Nowadays, a daily increase of online available data leads to a growing need for that data to be organized and regularized. Textual data is all around us starting from web pages, e-books, media articles to emails or user comments. There are a lot of cases where automatic text classification would accelerate processing time (for example, detection of spam pages, personal email sorting, tagging products or document filtering). We can say that all organizations (e.g. academia, marketing or government) that deal with a lot of unstructured text, could handle that data much easier if it was standardized by categories/tags.

FFNnet — Illustration of machine learning classifier, image credit: Moosend.

Text classification or text categorization is an activity of labelling natural language texts with relevant predefined categories. The idea is to automatically organize text in different classes. It can drastically simplify and speed-up your search through the documents or texts!

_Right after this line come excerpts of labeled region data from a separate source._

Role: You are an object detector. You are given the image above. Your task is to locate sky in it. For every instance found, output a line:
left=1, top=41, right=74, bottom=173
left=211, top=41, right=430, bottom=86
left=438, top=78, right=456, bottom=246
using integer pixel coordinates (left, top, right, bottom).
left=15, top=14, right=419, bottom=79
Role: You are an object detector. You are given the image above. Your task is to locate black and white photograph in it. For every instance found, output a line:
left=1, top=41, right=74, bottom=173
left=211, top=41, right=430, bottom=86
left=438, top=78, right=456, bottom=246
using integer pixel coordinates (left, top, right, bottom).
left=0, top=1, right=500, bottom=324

Imagine, you own a large e-commerce website which shows relevant products to a user based on his/her search and preferences. Every time you want to add new products you have to read their descriptions and manually assign a category to them. This procedure can cost you too much time and money, especially if you have a high fluctuation of the available products. But, if you develop an automatic text classifier, you can easily add many new products and tag them automatically without actually reading the descriptions! You can also create a classifier to link search texts to the item categories for a better user experience.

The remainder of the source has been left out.